Он поспешно отошел к крылосу, развернул книгу и, чтобы более ободрить себя, начал читать самым громким голосом. Голос его поразил церковные деревянные стены, давно молчаливые и оглохлые. Одиноко, без эха, сыпался он густым басом в совершенно мертвой тишине и казался несколько диким даже самому чтецу. „Чего бояться?“ думал он между тем сам про себя. „Ведь она не встанет из своего гроба, потому что побоится божьего слова. Пусть лежит! Да и что я за козак, когда бы устрашился. Ну, выпил лишнее — оттого и показывается страшно. А понюхать табаку: эх добрый табак! Славный табак! Хороший табак!“ Однако же, перелистывая каждую страницу, он посматривал искоса на гроб, и невольное чувство, казалось, шептало ему: вот, вот встанет! вот поднимется, вот выглянет из гроба!
Но тишина была мертвая. Гроб стоял неподвижно. Свечи лили целый потоп света. Страшна освещенная церковь ночью, с мертвым телом и без души людей.

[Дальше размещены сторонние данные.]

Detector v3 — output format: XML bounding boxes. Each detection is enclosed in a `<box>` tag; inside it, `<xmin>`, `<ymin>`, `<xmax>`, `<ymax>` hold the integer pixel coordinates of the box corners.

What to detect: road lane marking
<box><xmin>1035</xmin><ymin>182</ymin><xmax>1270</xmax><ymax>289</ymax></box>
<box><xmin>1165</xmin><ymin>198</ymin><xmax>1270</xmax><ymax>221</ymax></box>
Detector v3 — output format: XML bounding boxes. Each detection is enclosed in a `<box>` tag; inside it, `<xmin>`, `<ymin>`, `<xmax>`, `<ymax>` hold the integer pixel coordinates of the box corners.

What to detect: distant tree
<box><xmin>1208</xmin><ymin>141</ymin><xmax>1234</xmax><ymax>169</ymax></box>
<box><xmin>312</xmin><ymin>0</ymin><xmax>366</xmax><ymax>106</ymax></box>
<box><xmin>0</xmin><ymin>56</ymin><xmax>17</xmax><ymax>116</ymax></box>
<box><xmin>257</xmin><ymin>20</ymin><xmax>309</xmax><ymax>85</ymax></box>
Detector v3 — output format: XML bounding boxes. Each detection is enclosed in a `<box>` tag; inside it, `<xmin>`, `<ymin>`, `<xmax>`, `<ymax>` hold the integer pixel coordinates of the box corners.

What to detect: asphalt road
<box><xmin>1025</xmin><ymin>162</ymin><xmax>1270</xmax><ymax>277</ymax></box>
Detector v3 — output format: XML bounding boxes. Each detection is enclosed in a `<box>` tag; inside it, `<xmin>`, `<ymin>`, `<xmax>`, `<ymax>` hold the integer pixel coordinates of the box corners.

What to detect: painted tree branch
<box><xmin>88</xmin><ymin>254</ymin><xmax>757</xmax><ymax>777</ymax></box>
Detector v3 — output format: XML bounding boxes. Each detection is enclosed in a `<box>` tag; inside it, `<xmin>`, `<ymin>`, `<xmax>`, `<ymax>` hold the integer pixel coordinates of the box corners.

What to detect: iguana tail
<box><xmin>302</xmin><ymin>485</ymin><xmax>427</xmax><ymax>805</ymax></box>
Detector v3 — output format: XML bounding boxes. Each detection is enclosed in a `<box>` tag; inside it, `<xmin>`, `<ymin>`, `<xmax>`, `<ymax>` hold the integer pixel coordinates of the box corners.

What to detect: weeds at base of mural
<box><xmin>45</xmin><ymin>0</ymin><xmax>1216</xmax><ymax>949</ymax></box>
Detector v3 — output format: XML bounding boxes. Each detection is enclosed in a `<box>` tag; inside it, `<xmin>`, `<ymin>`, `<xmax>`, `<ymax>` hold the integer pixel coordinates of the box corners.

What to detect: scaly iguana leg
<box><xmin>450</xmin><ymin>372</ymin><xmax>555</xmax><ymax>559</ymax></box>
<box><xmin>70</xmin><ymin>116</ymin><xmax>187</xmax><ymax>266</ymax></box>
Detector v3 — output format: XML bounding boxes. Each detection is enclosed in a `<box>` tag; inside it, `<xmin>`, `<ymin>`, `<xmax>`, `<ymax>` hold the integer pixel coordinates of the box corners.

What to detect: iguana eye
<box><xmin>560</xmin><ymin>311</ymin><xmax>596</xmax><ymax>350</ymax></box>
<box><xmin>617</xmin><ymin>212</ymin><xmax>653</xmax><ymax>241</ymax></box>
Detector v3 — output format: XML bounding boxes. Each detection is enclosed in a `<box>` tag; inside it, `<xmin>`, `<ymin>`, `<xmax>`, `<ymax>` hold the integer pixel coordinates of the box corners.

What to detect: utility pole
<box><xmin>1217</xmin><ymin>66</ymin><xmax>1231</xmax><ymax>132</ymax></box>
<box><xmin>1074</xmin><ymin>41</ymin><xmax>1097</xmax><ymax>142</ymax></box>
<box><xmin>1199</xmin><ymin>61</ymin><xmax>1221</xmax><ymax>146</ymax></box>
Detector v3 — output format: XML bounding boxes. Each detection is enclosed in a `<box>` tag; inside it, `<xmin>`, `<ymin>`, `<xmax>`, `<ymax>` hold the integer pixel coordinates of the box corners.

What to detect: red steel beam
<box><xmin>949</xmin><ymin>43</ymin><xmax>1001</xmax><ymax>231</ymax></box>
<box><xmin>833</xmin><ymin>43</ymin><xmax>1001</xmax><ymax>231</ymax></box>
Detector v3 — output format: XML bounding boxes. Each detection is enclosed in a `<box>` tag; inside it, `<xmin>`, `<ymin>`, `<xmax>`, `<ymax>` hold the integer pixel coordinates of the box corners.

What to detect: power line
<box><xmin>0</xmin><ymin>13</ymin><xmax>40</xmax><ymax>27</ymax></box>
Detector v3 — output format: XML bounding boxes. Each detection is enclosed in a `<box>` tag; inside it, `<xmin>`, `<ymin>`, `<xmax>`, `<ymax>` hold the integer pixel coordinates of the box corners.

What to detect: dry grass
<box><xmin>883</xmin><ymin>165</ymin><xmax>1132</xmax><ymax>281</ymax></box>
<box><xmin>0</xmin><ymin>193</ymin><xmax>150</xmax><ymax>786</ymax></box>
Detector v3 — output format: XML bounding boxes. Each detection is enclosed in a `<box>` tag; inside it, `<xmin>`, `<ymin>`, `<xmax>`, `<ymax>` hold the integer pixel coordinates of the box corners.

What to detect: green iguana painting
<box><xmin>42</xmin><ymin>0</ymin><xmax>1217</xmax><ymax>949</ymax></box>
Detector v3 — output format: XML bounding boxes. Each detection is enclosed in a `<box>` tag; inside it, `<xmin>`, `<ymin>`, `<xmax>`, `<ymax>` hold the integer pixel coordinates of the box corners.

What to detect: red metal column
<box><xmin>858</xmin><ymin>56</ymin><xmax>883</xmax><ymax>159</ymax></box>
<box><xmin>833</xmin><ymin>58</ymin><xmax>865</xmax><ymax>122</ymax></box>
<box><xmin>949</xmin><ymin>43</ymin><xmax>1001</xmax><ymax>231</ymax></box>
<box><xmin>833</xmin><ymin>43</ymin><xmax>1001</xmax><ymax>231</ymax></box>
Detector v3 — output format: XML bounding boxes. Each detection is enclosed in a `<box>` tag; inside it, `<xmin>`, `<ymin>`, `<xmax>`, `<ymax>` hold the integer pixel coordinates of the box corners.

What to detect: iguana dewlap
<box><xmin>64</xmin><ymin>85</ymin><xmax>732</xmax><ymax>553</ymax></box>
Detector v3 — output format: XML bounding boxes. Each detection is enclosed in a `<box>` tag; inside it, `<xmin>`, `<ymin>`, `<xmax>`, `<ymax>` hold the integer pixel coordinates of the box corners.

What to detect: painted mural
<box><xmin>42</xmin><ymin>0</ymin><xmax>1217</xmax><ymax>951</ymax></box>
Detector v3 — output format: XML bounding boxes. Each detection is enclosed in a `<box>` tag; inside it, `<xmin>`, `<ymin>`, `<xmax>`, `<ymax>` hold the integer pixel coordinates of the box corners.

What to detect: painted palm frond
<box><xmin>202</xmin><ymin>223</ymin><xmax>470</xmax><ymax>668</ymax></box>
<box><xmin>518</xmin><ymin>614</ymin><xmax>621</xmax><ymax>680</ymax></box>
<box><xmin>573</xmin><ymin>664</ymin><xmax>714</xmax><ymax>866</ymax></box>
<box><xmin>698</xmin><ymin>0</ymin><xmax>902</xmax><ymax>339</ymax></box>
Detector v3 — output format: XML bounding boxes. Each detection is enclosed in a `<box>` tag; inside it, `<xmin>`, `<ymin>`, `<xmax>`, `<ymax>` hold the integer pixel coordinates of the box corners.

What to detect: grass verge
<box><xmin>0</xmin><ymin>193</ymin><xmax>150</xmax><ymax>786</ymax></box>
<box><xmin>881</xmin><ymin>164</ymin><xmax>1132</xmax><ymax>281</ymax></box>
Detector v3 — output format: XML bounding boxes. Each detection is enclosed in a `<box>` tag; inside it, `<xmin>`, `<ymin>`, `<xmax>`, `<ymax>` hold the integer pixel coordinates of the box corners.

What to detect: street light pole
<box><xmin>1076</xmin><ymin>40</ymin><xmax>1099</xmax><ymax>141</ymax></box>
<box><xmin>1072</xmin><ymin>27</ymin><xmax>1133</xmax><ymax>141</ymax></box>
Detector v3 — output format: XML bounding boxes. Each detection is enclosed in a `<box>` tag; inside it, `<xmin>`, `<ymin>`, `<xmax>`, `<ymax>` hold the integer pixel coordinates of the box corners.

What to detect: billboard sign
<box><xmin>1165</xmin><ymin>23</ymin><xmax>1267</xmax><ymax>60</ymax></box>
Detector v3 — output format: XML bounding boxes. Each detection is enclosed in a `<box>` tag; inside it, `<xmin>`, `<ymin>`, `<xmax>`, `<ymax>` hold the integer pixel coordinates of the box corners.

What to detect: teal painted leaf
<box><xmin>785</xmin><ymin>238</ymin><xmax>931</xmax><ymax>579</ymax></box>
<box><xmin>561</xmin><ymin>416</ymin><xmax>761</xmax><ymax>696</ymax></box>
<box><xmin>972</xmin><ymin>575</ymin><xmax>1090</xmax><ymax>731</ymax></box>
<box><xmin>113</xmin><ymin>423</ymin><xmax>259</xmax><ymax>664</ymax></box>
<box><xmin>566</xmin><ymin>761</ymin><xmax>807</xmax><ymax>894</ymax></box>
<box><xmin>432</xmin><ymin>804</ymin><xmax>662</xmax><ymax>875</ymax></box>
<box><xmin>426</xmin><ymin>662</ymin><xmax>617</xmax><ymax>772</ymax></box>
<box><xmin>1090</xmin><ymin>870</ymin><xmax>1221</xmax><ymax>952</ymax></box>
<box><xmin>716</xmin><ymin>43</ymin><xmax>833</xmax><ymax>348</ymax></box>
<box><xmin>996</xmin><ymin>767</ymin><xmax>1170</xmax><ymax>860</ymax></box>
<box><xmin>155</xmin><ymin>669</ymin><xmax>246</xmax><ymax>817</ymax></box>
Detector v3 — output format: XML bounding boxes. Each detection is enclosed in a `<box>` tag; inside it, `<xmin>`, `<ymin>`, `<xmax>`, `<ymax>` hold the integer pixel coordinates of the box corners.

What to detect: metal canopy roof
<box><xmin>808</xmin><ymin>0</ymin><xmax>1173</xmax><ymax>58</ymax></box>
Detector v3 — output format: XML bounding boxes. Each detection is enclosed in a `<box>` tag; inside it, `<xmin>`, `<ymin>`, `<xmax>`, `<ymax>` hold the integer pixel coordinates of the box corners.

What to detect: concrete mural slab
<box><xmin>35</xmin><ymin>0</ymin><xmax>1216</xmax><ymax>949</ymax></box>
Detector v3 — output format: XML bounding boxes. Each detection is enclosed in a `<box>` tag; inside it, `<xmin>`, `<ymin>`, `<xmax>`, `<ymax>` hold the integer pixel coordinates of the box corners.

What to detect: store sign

Возвыся голос, он начал петь на разные голоса, желая заглушить остатки боязни. Но через каждую минуту обращал глаза свои на гроб, как будто бы задавая невольный вопрос: „Что, если подымется, если встанет она?“
Но гроб не шелохнулся. Хоть бы какой-нибудь звук, какое-нибудь живое существо, даже сверчок отозвался в углу… Чуть только слышался легкий треск какой-нибудь отдаленной свечки, или слабый, слегка хлопнувший, звук восковой капли, падавшей на пол.
„Ну, если подымется?.. “
Она приподняла голову…
Он дико взглянул и протер глаза. Но она точно уже не лежит, а сидит в своем гробе. Он отвел глаза свои и опять с ужасом обратил на гроб. Она встала… идет по церкви с закрытыми глазами, беспрестанно расправляя руки, как бы желая поймать кого-нибудь.
Она идет прямо к нему. В страхе очертил он около себя круг. С усилием начал читать молитвы и произносить заклинания, которым научил его один монах, видевший всю жизнь свою ведьм и нечистых духов.
Она стала почти на самой черте; но видно было, что не имела сил переступить ее, и вся посинела, как человек, уже несколько дней умерший. Хома не имел духа взглянуть на нее. Она была страшна. Она ударила зубами в зубы и открыла мертвые глаза свои. Но не видя ничего, с бешенством — что выразило ее задрожавшее лицо — обратилась в другую сторону и, распростерши руки, обхватывала ими каждый столп и угол, стараясь поймать Хому. Наконец остановилась, погрозив пальцем, и легла в свой гроб.